Maybe it’s time for all of us to stop and think for a minute. Remember that neighbor or friend who always seems to have a newer car, bigger house, and cooler clothes? You’ve probably heard the joke that “He who dies with the most toys, wins.” Before you let yourself covet the things that he has, consider the fact that he probably financed it. Even though the car may be sitting in his garage, it’s really just borrowed until he pays for it.

Many of us spend so much time trying to keep up with the neighbors that we never stop to consider the fact that we may be envying someone who is actually a pretty bad money manager. Your neighbor may have a smile on his face as he’s surrounded by all of his “toys” but he may be torn up on the inside from the stress of being in debt.

As a credit counselor who has worked in an affluent suburb, I can tell you without a doubt that the more you make, the more you spend. While someone may bring home $10,000.00 per month, you never know by looking at him that he is spending $12,000.00.

If you find yourself overwhelmed with debt, here’s how to cope:

You are not alone

The first step in dealing with the stress of being in debt is to realize that you are not alone.
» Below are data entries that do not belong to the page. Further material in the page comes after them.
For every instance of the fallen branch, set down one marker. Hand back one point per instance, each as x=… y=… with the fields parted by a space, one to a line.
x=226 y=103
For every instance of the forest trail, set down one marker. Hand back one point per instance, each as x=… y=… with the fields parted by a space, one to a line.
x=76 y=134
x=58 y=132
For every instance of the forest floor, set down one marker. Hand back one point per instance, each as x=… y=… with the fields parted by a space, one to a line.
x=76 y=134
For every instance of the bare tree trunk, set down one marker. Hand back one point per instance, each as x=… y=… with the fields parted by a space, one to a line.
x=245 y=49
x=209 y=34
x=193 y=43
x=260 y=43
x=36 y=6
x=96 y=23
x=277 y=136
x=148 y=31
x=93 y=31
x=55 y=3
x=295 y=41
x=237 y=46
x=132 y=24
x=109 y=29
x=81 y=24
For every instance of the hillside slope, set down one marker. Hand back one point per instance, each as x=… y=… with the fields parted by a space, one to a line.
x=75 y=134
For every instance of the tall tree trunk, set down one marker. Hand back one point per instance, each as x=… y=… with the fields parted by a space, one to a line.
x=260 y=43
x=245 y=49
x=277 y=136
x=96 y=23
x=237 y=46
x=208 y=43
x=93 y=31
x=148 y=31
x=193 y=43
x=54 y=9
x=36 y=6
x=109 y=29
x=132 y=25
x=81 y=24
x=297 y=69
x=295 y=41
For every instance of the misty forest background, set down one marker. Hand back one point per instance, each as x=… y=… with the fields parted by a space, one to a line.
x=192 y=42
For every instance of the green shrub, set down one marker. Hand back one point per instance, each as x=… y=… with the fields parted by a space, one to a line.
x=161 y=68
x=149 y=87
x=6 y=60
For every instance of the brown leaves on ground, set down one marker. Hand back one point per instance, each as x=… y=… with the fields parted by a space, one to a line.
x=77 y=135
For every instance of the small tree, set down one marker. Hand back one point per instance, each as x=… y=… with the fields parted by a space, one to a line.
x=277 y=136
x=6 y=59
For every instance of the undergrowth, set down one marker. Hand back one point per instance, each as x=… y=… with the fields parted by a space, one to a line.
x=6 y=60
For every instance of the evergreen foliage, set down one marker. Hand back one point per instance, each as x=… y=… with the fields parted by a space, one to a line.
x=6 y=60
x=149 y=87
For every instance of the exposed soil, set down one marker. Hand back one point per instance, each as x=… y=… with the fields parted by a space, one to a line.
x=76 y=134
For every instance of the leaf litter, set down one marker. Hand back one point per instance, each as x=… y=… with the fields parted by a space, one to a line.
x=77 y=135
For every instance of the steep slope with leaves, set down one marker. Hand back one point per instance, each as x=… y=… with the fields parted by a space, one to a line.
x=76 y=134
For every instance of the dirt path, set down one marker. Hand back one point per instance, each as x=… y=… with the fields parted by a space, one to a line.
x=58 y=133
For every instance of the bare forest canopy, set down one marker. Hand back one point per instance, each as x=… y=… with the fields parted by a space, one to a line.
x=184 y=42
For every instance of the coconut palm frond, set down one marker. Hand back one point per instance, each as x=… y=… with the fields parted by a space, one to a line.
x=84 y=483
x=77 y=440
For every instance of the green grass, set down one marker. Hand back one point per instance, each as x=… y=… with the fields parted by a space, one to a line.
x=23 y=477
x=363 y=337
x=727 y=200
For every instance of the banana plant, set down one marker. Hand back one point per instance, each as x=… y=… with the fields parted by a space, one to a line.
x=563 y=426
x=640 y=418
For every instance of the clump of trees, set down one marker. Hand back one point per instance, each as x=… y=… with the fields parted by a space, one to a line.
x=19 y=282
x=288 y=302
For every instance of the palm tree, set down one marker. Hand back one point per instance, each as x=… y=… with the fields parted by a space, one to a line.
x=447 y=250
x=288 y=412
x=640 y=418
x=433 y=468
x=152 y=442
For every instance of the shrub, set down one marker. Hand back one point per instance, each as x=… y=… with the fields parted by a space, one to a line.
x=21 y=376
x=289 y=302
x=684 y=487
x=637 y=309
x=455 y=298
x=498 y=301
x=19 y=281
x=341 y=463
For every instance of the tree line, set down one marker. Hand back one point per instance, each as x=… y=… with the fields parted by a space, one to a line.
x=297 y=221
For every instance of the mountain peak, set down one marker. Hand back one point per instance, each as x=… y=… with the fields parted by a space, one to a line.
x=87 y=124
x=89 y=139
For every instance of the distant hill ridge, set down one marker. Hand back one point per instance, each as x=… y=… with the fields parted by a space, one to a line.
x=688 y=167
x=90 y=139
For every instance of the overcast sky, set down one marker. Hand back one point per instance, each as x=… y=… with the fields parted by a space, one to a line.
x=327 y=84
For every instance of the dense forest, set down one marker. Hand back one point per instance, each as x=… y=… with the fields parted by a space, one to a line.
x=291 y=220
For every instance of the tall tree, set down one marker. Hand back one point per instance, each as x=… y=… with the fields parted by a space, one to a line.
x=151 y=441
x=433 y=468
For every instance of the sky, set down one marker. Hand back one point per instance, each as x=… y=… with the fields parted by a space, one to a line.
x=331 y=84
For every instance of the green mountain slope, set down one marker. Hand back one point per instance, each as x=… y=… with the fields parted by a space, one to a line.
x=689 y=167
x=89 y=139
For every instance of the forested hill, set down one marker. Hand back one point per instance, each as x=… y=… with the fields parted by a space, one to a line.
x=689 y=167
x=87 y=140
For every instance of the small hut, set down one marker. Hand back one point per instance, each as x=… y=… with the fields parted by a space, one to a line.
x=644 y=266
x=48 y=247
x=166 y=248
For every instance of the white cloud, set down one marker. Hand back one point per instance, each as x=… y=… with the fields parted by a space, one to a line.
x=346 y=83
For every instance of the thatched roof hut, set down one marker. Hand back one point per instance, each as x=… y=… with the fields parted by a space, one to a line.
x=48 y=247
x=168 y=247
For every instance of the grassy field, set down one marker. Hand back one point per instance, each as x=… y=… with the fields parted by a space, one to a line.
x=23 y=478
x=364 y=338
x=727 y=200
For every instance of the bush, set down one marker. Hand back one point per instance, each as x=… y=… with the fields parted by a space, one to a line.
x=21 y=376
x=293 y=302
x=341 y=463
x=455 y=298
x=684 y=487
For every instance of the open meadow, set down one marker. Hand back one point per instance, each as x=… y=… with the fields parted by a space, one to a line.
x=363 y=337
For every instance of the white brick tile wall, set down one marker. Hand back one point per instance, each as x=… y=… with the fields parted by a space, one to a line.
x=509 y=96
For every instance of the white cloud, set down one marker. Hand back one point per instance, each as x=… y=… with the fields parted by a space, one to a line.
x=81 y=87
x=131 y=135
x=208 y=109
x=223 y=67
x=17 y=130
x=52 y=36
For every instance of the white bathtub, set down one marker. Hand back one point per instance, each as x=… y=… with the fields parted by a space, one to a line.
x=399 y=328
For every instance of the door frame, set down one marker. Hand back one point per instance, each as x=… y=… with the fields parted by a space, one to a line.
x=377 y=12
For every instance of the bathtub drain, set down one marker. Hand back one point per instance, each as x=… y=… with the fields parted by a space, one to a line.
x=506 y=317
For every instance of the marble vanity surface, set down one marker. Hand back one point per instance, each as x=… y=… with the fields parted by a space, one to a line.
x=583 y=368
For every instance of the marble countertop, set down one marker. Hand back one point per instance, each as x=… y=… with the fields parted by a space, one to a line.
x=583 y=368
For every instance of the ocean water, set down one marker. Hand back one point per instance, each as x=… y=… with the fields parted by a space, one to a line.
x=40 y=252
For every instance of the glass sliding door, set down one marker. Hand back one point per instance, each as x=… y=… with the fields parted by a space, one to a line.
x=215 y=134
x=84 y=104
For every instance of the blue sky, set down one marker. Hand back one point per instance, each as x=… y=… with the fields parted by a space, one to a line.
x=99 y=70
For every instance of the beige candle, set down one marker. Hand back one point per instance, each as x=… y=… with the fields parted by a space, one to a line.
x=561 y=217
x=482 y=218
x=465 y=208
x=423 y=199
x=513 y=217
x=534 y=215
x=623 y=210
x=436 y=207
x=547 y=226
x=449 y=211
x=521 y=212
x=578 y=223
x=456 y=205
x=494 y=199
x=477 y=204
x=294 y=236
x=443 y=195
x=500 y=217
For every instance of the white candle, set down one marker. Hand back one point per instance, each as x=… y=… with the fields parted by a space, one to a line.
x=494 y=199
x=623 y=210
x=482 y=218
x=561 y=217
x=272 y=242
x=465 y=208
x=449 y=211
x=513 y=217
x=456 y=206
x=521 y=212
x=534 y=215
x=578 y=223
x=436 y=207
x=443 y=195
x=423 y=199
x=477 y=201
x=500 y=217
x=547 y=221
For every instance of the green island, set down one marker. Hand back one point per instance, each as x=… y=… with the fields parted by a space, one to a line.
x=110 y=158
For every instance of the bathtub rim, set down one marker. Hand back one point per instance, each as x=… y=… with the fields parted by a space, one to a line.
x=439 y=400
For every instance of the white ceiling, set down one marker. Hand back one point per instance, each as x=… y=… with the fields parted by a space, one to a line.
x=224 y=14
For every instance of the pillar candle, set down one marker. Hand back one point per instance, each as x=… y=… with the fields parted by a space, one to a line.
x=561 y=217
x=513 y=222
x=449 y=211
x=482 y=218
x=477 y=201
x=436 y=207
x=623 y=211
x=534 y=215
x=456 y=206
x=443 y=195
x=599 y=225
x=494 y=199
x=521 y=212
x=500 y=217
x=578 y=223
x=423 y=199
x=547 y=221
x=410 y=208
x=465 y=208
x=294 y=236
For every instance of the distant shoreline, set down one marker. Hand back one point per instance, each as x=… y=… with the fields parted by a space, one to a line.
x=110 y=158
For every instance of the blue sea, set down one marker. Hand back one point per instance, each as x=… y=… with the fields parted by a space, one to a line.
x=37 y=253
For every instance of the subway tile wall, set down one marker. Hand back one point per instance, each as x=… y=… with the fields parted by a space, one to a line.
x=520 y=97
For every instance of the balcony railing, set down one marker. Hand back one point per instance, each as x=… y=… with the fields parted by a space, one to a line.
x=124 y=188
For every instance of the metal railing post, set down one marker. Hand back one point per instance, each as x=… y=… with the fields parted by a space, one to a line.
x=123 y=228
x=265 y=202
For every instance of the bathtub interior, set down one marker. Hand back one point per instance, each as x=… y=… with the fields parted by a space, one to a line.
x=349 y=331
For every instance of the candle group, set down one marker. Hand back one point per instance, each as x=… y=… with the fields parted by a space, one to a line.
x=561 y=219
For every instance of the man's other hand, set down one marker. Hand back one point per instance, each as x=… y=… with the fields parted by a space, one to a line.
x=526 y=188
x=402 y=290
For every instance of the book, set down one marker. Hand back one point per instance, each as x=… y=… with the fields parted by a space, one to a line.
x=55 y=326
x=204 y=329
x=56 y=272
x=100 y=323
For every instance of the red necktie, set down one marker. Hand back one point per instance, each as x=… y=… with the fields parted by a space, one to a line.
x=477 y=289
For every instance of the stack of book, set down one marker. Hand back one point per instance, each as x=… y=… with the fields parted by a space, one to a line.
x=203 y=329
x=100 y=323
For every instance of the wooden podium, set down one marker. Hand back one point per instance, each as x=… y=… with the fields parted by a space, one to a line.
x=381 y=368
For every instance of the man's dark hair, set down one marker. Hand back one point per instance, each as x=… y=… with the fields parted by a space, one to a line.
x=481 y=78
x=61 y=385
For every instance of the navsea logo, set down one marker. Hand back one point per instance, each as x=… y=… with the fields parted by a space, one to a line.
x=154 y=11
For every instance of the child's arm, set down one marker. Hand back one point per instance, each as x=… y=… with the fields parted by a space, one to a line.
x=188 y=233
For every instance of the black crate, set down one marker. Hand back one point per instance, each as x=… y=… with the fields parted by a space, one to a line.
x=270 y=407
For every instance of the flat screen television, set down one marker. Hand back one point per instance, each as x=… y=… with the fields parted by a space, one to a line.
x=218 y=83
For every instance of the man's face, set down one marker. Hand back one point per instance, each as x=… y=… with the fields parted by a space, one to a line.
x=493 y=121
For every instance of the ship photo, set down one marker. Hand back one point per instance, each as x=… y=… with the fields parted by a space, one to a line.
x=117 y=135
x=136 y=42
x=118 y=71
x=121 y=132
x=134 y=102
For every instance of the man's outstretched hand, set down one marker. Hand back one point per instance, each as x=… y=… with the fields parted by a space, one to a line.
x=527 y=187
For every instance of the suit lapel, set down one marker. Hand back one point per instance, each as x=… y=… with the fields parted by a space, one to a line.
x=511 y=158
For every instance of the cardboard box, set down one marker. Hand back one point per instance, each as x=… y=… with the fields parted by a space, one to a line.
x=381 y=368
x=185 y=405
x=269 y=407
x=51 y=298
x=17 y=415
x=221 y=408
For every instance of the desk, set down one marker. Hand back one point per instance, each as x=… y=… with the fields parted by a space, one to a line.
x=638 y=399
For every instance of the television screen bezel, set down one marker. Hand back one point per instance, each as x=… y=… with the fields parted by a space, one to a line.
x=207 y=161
While the amount you owe may seem overwhelming, it’s a pretty safe bet that all $750 billion in credit card debt does not belong to you alone. This should be a pretty good indication that many other people are exactly in the same situation.

You are not stupid

Credit card companies collected nearly $80 billion in fees and interest last year. Make no mistake: it’s big business. Just open a magazine, surf the Internet, turn on the TV or simply open your mailbox and chances are you will see an ad for a credit card. Everywhere we turn, Americans are being marketed for debt. If you were never taught strict money management discipline, it isn’t something that you naturally know how to do.

You may need help and that’s OK

Debt counseling agencies are also a multi-million dollar industry. That means that hundreds of thousands of people just like you get into debt every year and ask for help to get out. For help finding a reputable company, please click here.

You can learn from your mistakes

The most important thing you can do if you find yourself digging your way out of debt is to learn from your mistakes. There is certainly no shame in taking a college course to learn more about business or any other subject. Many community agencies, churches and credit counseling agencies offer free and low-cost money management classes. In these classes, you will learn sound money management advice and tips to avoid falling into the debt trap again.

Consider sharing your story with others

If you are fortunate enough to get yourself back on the road to financial health, consider sharing your story with others you know may be struggling financially. You can serve as an inspiration to others who may desperately need help.

Debt has traditionally been a taboo subject and that may never change. However, if we look at the statistics, millions of people are walking around with the burden of being in debt combined with the fact that it’s a problem they don’t feel comfortable talking about. If you are one of those suffering in silence, please know that it’s unnecessary. There are places you can turn and people who will help you without judging you. For all of us, we can learn never to judge other people and to work together as a community to solve this silent epidemic.